What is Intersectional Feminism?
Intersectional feminism is recognizing that people do not experience oppression on the same level, that your intersecting identities influence your experiences of the world. People who identify with the dominant structure tend to be at an advantage. Feminism is helpful to all genders because patriarchy and misogyny are not only detrimental to women; they have serious negative impacts for men as well. Feminism allows us to explore the roles and rules that surround different pieces of our identity; these roles and rules usually have significant negative consequences and repercussions that often go unexamined because they are so ingrained in our society.
What about family therapy interests you?
I am always interested in seeing how people approach each other and the patterns that they make. I think one of the biggest parts for me is helping people realize that the way they see someone is not how they actually are. I like seeing roles people take on.

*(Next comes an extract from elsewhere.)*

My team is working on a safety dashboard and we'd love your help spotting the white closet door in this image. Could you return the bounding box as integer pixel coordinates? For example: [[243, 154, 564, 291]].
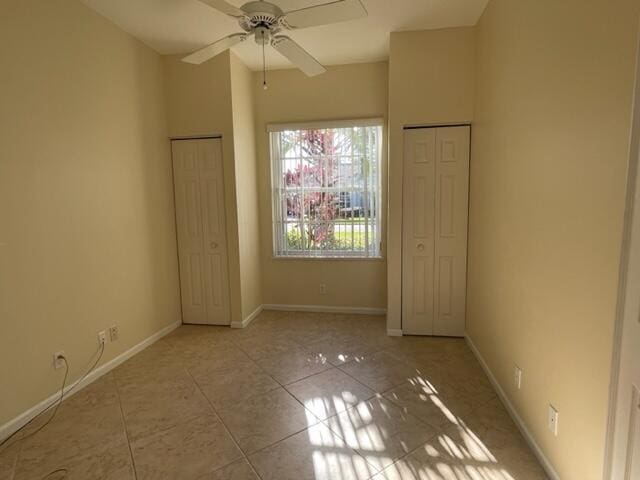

A lot of times the roles we take on impact us in negative ways and we feel trapped by them. I like encouraging people to explore that. For example, you should be feminine; you should be masculine, but are these dichotomous roles actually helpful for you?

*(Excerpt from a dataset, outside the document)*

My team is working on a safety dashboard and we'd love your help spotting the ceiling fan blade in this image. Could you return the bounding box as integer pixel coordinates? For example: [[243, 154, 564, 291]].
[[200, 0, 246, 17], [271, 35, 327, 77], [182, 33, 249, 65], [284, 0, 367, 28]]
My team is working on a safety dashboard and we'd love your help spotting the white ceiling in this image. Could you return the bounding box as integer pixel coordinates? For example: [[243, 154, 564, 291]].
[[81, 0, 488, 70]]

Photography by: Cliff Hollis
Written by: Summer Tillman
College: Human Ecology
Major: Marriage and Family Therapy
Class: Second year graduate student
Hometown: Zenica, Bosnia
Clubs & Organizations: American Association of Marriage and Family Therapy, Marriage and Family Therapy Student Association
Place on Campus: Reddit House (ECU Family Therapy Clinic)
Hangout: The dog park in Greenville
Place to Eat: Christy’s
Class: Family Therapy Practicum
Website: Rotten Tomatoes
Hobbies and Interests: Painting, watching scary movies, reading thrillers
TV Show: "Seinfeld"
Musician/band: Stevie Nicks
Movie: "Legally Blonde"
Most Influential Professor: Damon Rappleyea
Dream Job: Private practice
You Can’t Live Without: My dog, Maeby
Role Model: My mom
Words to Live By: “We’re all going to die, all of us, what a circus! That alone should make us love each other but it doesn’t. We are terrorized and flattened by trivialities, we are eaten up by nothing.” — The Captain Is Out to Lunch and the Sailors Have Taken Over the Ship by Charles Bukowski
Advice for Fellow Students: Don’t feel like you are alone in this world even though we take strength in that. You are not alone. You’ll never actually be alone. As soon as you recognize that isn’t a weakness, it’ll give you strength.
Something cool about ECU you wish you knew during your first year: The North Recreational Complex.
“Don’t feel like you are alone in this world even though we take strength in that. You are not alone. You’ll never actually be alone. As soon as you recognize that isn’t a weakness, it’ll give you strength."